Registration Deadline: Monday, October 4, at 12:00 p.m. Eastern time

Description:
In this course, participants will be introduced to the foundational approaches in machine learning (ML). The emphasis of the course is introducing various algorithms in ML for a variety of tasks such as classification and prediction of continuous values. This course requires the skills presented in An Introduction to R for Non-Programmers (sponsored by ASA September 7-9 or https://vimeo.com/ondemand/rintro). Learning through examples will be greatly emphasized. Data analyzed is related to, but not limited to, Geography, Biology, Meteorology, and Image Analysis. The data is available on base R or GitHub. This course will be conducted virtually, so participants are highly encouraged to attend with "R-ready" computers (Windows, Mac, or Linux are all acceptable) to work on examples during the course. This course is designed for individuals who have little to no experience with ML. Familiarity with R programming is required.

Outline:
Day 1: 10/5/21: 11 AM EST
Hour 1: The Philosophy of Machine and Statistical Learning- Topics include differences between Machine and Statistical Learning in goals, interpretation, and presentation.
Hour 2: Linear Regression - Topics include linear and multiple regression from the perspective of a Machine Learning Analyst.

Day 2: 10/6/21: 11 AM EST
Hour 1: Support Vector Machines - Topics include support vector machines and various kernels such as the polynomial kernel.
Hour 2: Resampling Methods - Topics include random splits and cross-validation.

Day 3: 10/7/21: 11 AM EST
Hour 1: Tree-Based Methods – Topics include regression and classification trees.
Hour 2: LASSO, Discussion, and Questions - Topic is the least absolute shrinkage and selection operator (LASSO).
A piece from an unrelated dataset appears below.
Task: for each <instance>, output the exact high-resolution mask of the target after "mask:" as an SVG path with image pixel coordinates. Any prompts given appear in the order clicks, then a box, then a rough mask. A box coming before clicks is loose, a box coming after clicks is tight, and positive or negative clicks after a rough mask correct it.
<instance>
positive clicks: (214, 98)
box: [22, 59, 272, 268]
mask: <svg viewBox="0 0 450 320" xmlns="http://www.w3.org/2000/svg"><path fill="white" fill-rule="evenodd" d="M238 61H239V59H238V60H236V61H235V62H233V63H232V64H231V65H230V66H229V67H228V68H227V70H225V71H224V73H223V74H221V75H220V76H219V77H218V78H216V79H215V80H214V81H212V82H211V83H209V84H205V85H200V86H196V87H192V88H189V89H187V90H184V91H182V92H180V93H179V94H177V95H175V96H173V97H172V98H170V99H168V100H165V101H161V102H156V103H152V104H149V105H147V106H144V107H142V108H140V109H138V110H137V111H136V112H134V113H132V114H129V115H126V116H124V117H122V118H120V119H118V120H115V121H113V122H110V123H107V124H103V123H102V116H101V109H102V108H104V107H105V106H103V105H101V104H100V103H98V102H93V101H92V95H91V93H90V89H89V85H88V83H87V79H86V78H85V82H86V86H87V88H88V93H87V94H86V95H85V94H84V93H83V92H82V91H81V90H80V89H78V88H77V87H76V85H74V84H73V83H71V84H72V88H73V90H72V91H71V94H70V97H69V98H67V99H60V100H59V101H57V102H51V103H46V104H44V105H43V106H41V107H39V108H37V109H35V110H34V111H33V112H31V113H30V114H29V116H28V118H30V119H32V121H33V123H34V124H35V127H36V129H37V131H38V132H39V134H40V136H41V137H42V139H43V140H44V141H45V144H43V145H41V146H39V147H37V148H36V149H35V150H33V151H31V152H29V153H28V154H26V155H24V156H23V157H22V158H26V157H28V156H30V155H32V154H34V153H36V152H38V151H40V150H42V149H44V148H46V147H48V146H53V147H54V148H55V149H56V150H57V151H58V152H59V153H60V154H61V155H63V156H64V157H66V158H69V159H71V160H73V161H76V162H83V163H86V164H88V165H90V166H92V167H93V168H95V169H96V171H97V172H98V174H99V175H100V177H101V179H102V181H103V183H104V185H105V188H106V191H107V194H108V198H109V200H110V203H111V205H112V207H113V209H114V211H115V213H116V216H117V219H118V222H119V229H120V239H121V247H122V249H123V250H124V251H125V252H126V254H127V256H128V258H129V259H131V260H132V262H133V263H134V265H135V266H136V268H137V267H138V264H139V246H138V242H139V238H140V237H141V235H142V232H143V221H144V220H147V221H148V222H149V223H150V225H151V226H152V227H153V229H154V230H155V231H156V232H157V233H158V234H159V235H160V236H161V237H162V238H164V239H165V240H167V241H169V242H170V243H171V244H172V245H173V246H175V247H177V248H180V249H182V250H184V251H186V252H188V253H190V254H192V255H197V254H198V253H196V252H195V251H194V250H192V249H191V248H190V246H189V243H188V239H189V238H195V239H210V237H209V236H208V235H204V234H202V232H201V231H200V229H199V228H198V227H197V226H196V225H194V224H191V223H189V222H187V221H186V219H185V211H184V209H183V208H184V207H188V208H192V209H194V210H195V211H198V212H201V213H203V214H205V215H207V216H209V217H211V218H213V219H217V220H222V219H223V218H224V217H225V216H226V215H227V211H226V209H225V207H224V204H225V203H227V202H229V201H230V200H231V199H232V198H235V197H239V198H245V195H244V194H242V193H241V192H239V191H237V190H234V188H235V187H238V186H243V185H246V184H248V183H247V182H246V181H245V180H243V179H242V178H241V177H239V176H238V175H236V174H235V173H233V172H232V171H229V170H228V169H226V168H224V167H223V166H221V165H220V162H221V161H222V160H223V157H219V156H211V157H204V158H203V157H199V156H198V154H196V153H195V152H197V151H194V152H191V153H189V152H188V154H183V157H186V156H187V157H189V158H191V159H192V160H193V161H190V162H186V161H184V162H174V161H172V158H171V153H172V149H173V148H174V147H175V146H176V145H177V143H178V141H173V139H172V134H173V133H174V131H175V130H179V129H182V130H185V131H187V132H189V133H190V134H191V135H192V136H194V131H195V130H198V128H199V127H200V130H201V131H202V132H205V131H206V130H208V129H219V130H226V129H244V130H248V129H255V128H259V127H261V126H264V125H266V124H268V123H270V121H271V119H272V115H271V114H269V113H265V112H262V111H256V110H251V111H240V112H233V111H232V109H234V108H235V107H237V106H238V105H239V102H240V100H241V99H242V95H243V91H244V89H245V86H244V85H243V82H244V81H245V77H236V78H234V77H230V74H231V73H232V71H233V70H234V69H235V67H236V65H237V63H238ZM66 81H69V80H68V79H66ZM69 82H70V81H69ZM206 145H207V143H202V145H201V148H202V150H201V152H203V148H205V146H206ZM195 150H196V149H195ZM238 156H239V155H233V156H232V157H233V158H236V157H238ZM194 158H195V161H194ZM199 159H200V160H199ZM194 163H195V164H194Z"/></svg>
This time will also be allotted for specific questions from the participants. If there is extra time, additional topics such as neural networks may be introduced.

Learning Objectives:
By the end of the course, participants will have been introduced to popular ML techniques. The material presented will provide the foundation to understand more complicated ML algorithms. The material provides the basic knowledge to learn about advanced techniques.
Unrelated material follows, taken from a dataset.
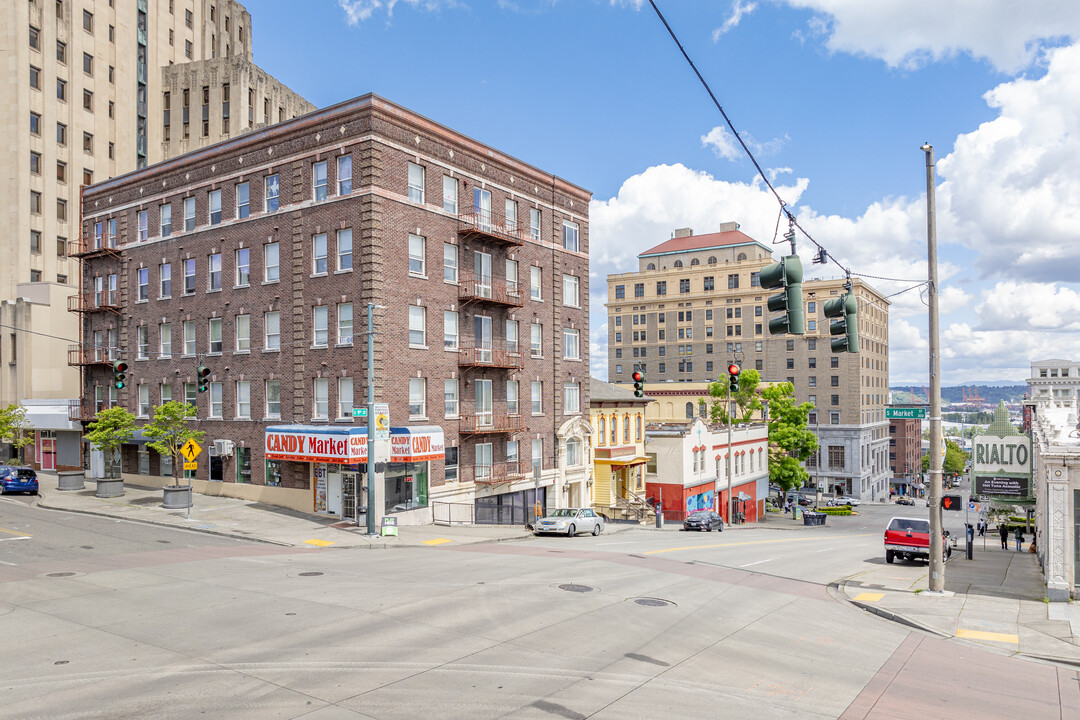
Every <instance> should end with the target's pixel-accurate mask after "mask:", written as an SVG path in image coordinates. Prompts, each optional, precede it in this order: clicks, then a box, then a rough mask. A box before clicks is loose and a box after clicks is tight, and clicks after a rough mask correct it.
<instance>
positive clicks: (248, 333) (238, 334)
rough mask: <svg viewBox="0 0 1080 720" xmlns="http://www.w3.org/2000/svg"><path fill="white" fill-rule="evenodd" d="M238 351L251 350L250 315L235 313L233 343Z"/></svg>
mask: <svg viewBox="0 0 1080 720" xmlns="http://www.w3.org/2000/svg"><path fill="white" fill-rule="evenodd" d="M233 348H234V349H235V351H237V352H238V353H246V352H251V350H252V316H251V315H246V314H245V315H237V343H235V345H233Z"/></svg>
Content and Instructional Methods:
The course will have slides for the content and are available for the participants. However, many hands on examples are done throughout the course. Generally speaking, each hour will end with an example which summarizes the content for that hour. Participants will have an opportunity to work together to solve the example. The hour ends with presenting a solution to the example provided.

Presenter Background:
Dr. Lamberti (Ph.D., Computational Sciences and Informatics with a concentration in Data Science, M.S., Statistical Science) has given talks on R at NASA Langley Research Center, George Mason University’s Aspiring Scientists Summer Internship Program, the American Statistical Association’s (ASA’s) Joint Statistical Meetings, and ASA’s Professional Development Webinar Series. He has also received teaching honors as the 2016-2017 Outstanding Graduate Teaching Assistant at George Mason University Statistics Department. He is currently a Postdoctoral Associate at the University of Virginia. Examples of his talks at George Mason University are found at the following link: http://www.rgalleon.com/talks/

Registration Fees:
ASA Members: $85
Student ASA Member: $60
Nonmembers: $135

This presentation will use the Zoom webinar platform. Each registration is allowed one web connection. Sound is received via audio streaming from your computer’s speakers.

Register

Access Information

Registered persons will be sent an email the afternoon of Monday, October 4, with the information to join the webinars and, if possible, a link to download and print a copy of the presentation slides.